A veces es difícil encontrar una palabra que identifique un conjunto de acciones y sentimientos, pero en el caso de aquellos ejecutivos, gerentes o directamente CEO, el término podría ser “despiadados”. Sus pares eran el futuro, los demás escoria que había que sacar del camino. Todo con una sonrisa, pero sin piedad alguna, sin suponer que había alguien más que su familia, amigos y, sobre todo, accionistas.
Entre whisky y whisky, ninguno por debajo de los 900 dólares la botella, urdían una suerte de guerra del cerdo clandestina, porque los que orillaban los 60 años estaban caducos y eran demasiado complacientes.
Esos “viejos” todavía tenían algo de patrón de estancia, eran aquellos que tomaban mate con los muchachos que habían hecho el asado en la quinta. Ellos, los jóvenes, no tenían tiempo para perder con pobres. El único interés era el que se ganaba los aplausos de los accionistas. OK?
Porque OK era su término predilecto mientras exponían frente a periodistas especializados, algunos de ellos economistas que tenían una clara idea de lo que les estaban diciendo, pero jamás repreguntaban. Con el tiempo se convertirían en empresarios, aunque siempre periodistas.
De Alfonsina a los Redonditos
Pero lo interesante, como suele ocurrir en el oficio o profesión, eran las charlas de café, o de Cachamai. La ignorancia era reina, ni siquiera sabían quiénes habían sido alguna de las mujeres que daban su nombre a las calles de Puerto Madero. Vaya uno a saber quién habría sido Alicia Moreau de Justo o si Alfonsina era hermana de un ex presidente. Pero les gustaban Mercedes Sosa y Los Redonditos, porque siempre es bueno tener a mano algo exótico cuando llegan visitas del extranjero.

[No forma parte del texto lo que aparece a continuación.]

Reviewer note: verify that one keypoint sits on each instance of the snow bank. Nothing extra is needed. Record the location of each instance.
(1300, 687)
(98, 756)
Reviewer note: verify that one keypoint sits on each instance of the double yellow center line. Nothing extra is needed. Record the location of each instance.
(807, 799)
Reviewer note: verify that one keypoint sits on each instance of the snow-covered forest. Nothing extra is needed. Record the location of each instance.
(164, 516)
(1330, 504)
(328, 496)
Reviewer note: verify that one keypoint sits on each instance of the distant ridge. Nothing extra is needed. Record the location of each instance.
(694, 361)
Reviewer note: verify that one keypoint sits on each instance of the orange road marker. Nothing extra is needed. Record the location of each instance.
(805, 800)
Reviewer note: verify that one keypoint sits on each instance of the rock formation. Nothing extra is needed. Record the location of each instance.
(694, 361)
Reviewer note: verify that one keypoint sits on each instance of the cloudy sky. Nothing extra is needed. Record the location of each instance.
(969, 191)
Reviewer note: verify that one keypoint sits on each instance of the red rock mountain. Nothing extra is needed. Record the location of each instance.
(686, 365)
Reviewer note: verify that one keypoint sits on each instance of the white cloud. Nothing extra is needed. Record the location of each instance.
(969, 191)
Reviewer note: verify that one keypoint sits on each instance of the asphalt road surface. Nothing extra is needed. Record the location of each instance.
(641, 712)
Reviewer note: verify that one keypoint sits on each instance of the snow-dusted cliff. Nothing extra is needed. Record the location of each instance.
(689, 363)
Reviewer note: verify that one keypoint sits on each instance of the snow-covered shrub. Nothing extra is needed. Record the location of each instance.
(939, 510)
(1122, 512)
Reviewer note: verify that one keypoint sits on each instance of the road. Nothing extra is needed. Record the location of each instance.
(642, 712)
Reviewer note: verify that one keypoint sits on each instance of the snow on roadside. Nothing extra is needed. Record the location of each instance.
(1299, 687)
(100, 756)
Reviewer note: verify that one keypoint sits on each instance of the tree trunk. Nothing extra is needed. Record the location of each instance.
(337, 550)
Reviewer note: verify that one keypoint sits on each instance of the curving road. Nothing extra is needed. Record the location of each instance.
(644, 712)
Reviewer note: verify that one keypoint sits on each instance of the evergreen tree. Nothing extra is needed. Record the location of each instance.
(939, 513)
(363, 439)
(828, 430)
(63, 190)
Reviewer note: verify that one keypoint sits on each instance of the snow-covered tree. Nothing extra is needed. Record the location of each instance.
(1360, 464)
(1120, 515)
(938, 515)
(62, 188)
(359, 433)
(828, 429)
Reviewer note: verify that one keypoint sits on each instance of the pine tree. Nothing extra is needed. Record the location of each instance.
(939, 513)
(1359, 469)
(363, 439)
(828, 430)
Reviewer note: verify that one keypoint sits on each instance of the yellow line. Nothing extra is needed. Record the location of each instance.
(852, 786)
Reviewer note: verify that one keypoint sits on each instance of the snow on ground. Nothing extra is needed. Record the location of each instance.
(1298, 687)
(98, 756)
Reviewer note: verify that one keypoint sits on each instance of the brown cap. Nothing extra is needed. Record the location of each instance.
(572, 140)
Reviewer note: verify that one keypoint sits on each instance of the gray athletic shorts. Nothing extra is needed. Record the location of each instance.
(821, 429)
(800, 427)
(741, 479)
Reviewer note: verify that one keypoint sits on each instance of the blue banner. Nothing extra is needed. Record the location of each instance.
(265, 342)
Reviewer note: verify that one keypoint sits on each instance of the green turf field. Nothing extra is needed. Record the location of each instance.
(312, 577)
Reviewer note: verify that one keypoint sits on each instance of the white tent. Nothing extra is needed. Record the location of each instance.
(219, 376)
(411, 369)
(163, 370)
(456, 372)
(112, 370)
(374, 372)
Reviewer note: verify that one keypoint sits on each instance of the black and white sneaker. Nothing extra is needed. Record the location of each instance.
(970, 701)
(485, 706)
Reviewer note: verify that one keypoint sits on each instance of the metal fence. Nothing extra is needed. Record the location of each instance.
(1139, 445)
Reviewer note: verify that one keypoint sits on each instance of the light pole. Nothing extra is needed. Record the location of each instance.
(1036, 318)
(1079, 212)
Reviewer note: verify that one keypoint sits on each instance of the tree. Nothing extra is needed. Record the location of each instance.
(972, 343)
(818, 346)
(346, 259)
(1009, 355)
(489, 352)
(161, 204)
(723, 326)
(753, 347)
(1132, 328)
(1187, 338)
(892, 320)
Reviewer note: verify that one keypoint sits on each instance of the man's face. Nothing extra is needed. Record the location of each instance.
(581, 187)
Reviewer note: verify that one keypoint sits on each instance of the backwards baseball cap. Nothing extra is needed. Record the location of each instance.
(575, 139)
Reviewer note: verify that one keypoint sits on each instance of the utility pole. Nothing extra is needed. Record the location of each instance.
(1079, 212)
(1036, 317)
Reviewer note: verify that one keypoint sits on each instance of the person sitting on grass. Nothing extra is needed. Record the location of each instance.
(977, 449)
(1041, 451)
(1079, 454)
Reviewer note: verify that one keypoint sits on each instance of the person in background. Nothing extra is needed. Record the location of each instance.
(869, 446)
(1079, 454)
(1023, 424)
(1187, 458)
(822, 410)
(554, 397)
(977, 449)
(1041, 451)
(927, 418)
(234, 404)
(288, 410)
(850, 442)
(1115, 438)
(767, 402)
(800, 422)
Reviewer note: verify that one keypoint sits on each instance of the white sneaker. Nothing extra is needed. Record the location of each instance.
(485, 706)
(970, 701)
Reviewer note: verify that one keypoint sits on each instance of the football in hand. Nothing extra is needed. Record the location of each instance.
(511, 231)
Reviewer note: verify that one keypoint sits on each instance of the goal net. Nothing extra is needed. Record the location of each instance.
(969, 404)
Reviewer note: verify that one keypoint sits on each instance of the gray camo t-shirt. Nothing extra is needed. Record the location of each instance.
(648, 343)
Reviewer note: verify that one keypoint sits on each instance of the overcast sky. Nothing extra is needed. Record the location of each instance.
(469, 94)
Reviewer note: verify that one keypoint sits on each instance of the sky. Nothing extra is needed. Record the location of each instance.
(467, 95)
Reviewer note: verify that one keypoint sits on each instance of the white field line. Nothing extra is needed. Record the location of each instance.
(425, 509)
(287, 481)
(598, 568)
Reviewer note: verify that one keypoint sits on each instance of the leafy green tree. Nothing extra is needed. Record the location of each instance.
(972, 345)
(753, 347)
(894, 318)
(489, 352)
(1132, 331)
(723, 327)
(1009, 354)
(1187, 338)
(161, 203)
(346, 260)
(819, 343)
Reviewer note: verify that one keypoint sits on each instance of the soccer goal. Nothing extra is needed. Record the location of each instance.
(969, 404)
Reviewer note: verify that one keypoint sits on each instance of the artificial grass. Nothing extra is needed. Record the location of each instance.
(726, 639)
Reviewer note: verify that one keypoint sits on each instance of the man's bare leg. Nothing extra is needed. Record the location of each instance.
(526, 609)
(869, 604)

Pero volvamos al término que los engloba: despiadados. Podríamos agregar ambiciosos o inescrupulosos, pero además de sonar cacofónicos son palabras que la primera contiene. El país, la Argentina, siempre les causaba vergüenza, se percibía cierto pudor cuando hablaban en castellano, porque sentían que el inglés era su idioma.
Uno los ha conocido desde que andaban por los 30 en camino a los 40. Ya pasaron por la conducción de empresas, por multinacionales, viajaron por el mundo, hicieron dinero, mucho dinero, porque es lo que aprendieron, es lo que les enseñaron en sus MBA y en la práctica de oficina en Madero o lobbies de hoteles cinco estrellas.
Un día llegaron al Gobierno del país que tanto despreciaban y no abandonaron ninguno de sus hábitos: son despiadados, ignoran todo lo que requiera estudio, menos cómo hacer dinero y dejar víctimas en el camino. Vaya si son vivos los ejecutivos, diría María Elena. Como aquellos periodistas, hay miles que los escuchan, los admiran y, en el fondo, desean ser como ellos. Tal vez tengan razón.